A yearly estimated influx of a million legal and a half-million illegal immigrants, many of them low-skilled workers, is hardly an unalloyed plus. Rather, it offers distinct advantages and disadvantages depending on where you sit on the economic ladder.
If you're an employer looking for cheap labor, high immigration represents a low-wage bargain. Indeed, when businessmen claim they simply can't find Americans to do this job or that, what many of them really mean is that they can't hire a native worker at the unattractive wages they want to pay. Similarly, plentiful labor is a boon if you are in search of, say, a nanny or house-cleaning services.
But what if you're a low-skilled worker yourself? A large flow of low-skilled workers amounts to competition that retards wages for the jobs you can do.
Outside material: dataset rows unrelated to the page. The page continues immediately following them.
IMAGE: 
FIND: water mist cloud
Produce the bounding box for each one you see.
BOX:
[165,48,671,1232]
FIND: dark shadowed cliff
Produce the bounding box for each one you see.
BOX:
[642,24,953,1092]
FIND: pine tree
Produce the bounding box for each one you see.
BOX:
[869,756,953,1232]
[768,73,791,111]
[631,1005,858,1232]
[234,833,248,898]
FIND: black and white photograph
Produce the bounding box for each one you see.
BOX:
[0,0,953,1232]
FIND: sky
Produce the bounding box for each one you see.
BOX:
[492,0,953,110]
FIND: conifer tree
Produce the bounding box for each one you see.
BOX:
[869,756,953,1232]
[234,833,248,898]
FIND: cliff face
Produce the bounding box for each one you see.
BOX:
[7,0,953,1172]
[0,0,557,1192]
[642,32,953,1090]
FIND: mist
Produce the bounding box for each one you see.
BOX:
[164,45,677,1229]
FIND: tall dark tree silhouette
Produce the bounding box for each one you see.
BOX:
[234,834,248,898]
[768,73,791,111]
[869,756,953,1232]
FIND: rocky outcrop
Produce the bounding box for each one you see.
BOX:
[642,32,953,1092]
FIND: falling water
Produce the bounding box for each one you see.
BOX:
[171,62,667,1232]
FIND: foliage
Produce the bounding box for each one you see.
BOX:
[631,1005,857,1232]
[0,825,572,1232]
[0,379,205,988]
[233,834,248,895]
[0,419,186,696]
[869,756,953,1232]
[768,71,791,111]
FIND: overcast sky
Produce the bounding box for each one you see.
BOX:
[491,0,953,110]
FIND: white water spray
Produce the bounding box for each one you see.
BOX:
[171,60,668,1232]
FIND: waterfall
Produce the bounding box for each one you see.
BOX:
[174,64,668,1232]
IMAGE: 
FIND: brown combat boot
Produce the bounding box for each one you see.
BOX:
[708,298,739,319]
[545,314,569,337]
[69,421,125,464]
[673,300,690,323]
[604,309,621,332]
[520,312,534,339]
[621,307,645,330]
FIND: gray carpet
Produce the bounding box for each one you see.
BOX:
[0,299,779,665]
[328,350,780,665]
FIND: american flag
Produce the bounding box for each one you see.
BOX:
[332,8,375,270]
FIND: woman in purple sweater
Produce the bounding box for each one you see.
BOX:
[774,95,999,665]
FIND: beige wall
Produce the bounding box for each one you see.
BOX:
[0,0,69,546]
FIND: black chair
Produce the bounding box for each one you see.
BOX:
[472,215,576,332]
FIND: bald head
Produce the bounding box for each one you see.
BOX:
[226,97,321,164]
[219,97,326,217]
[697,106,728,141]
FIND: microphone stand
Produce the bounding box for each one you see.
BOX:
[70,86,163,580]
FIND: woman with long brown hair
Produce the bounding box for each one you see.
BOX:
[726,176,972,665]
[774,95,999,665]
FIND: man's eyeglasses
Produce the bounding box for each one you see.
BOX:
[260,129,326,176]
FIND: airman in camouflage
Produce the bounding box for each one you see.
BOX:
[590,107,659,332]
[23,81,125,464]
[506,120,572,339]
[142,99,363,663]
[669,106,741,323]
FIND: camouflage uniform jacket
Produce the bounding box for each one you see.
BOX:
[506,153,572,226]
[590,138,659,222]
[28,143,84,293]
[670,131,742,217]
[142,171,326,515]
''It really has a depressing effect on the low-skilled labor market," says George Borjas, professor of economics and social policy at Harvard University and an immigration specialist.
In one well-regarded study, Borjas and fellow economist Lawrence Katz concluded that immigration from Mexico alone depressed wages for native workers lacking a high school diploma by 8 percent between 1980 and 2000.
By keeping wages lower than they otherwise would be, low-skilled immigrant workers effectively transfer tens of billions in income each year from labor to employers. (Borjas estimates the total loss in labor earnings that results from all immigrants currently in the workforce at $280 billion annually.)
Further, African-Americans without high-school diplomas often get pushed to the end of the hiring line when immigrants expand the labor pool.
''If you take a look at high-school dropouts, the black high-school dropouts are the hardest hit," says Dean Baker, codirector of the Center for Economic and Policy Research, a Washington thinktank. ''They are directly competing with immigrant workers."
Given those realities, institutionalizing the current high level of immigration is odd policy, at least from a progressive viewpoint. But that's essentially what the Senate Judiciary Committee bill would do, in part by allowing 400,000 new temporary workers each year.
''If you wanted to go there, you would have to believe we have a labor shortage," says Jared Bernstein, senior economist at the liberal Economic Policy Institute. ''If you look at wage trends, you will not see much evidence of a labor shortage."
And even if there were such a shortage, a tight labor market would actually boost low-end wages and increase income equality.
Back in the 1990s, a bipartisan commission chaired by Barbara Jordan, a former Democratic congresswoman from Texas, concluded that the United States should adjust immigration policy to reduce immigration initially to about 700,000 a year, and then ultimately to about 550,000.
That range, which would mean a return to 1980s levels of immigration, is still reasonable, says Borjas. Baker, meanwhile, thinks 700,000 new immigrants would be an appropriate yearly level.
Certainly as Congress debates immigration, reasoned labor market arguments for a more restrictive policy deserve a careful look.
Correction: In my last column, I misidentified the executive director of Common Cause Massachusetts. It is Pam Wilmot.